Groupe Modélisation et Théorie
Les performances grandissantes des microprocesseurs cachent un problème de taille : les pertes dissipées par effet Joule sous forme de chaleur. En plus de l’énergie perdue considérable qu’elles représentent, elles peuvent entraîner une surchauffe et endommager le matériel. Dans ce contexte, il est devenu important de mieux comprendre les échanges de chaleur à l’échelle micrométrique. Dans une série de trois articles récemment publiés dans Physical Review B, Physica E et Physical Review Applied, des théoriciens du SPEC ont exploré de nouvelles pistes pour refroidir localement des points chauds ou à l’inverse, pour convertir une partie de la chaleur perdue en électricité utile. Leurs travaux exploitent les effets thermoélectriques dans un régime où électrons et phonons sont fortement couplés.Les processeurs de nos ordinateurs, toujours plus rapides, dégagent de plus en plus de chaleur. On estime ainsi que dans les unités les plus performantes, la puissance Joule dissipée avoisine les 100 W/cm². Pour éviter des problèmes d’instabilité liés au surchauffage et prévenir les dégâts irréversibles dans les transistors, il est nécessaire d’évacuer cette chaleur.
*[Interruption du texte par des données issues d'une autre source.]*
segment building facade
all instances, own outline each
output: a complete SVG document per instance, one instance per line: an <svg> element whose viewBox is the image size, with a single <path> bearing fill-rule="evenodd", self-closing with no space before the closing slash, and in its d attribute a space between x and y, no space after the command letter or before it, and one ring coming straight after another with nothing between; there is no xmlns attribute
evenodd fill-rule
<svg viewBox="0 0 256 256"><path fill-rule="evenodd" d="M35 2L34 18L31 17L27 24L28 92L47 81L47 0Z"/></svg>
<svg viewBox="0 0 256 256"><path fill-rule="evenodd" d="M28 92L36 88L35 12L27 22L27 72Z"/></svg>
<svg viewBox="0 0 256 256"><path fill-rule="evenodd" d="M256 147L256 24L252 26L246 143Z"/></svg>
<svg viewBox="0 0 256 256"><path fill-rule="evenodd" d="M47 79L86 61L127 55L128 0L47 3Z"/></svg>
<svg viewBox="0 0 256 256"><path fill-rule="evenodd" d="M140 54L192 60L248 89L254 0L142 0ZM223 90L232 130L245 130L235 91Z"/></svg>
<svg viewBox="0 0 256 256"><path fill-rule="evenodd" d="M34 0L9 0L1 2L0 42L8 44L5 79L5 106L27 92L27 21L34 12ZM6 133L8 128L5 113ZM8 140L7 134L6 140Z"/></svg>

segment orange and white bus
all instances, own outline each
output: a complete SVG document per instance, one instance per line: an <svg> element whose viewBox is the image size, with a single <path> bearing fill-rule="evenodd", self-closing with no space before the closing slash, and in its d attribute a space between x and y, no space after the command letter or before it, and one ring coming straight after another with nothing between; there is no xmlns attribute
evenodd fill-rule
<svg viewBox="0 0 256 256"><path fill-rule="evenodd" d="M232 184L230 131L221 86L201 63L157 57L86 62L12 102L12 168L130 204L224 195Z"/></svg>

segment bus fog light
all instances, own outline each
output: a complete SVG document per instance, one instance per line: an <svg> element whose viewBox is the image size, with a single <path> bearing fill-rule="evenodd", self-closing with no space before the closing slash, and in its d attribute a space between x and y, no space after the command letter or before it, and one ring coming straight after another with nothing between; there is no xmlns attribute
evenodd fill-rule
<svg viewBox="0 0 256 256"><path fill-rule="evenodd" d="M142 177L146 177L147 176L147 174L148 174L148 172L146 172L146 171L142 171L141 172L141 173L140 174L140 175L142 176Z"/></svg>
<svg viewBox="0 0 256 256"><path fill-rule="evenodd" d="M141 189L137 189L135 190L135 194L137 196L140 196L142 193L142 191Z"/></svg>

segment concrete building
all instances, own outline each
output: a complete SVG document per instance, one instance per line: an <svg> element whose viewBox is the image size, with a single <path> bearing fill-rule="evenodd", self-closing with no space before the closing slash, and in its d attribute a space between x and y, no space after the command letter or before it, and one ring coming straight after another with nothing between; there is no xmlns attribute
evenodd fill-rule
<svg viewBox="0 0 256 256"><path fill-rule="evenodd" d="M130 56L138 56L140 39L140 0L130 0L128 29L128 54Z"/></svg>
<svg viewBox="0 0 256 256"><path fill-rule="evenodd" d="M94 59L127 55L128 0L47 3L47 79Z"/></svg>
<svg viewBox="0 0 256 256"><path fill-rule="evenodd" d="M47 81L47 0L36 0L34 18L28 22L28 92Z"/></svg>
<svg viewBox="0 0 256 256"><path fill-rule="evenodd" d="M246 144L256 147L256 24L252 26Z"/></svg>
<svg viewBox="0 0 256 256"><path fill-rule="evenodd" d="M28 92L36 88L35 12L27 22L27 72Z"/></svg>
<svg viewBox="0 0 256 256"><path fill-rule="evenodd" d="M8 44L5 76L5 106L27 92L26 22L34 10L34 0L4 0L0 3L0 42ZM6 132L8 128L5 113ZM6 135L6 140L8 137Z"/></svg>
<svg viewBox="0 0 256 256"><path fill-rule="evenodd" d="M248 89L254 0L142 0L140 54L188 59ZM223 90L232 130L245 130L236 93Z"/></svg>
Plusieurs systèmes de refroidissement ont été proposés mais force est de constater qu’à ce jour, faute de mieux, c’est le plus souvent la machine dans son ensemble, voire la pièce entière, que l’on est contraint de refroidir. S’ensuit un lourd bilan écologique et économique : aux Etats-Unis par exemple, la facture liée au refroidissement des data centers s’élevait en 2006 à près de 5 milliards de dollars, pour une consommation électrique d’environ 60 milliards de kilowatts-heure. Conscients de l’enjeu, plusieurs équipes de chercheurs réfléchissent à un système de refroidissement local, placé au plus près des points chauds, au cœur de l’architecture des microprocesseurs. En plus d’alléger la facture énergétique, un tel système devrait permettre de relancer la course à la miniaturisation – la fameuse loi de Moore – aujourd’hui stoppée (entre autres) par ces problèmes d’évacuation de chaleur.
Des chercheurs du groupe Modélisation et Théorie au SPEC ont proposé un début de solution. L’idée est simple et prometteuse car elle fonctionne avec l’un des produits phares de l’industrie des semi-conducteurs : des réseaux de nanofils, sorte de brosse constituée de nanofils de quelques dizaines de nanomètres de diamètre sur quelques microns de long, tous alignés en parallèle, jusqu’à plusieurs millions par cm². Souvent utilisés dans les cellules photovoltaïques et comme plateformes de détection de bio-molécules, les réseaux de nanofils semi-conducteurs sont aussi connus pour leurs bonnes propriétés thermoélectriques. Celles-ci ont fait l’objet de nombreuses études, focalisées le plus souvent sur la (faible) conduction thermique phononique dans les fils et sur les coefficients thermoélectriques d’origine purement électronique de fils propres à basse température. Dans leurs travaux, les chercheurs du SPEC ont exploré une autre voie qui consiste à exploiter le couplage électron-phonon dans le régime de transport dit activé, pour forcer l’absorption de phonons au passage d’un courant électrique dans les fils, et ainsi refroidir localement le système par effet Peltier.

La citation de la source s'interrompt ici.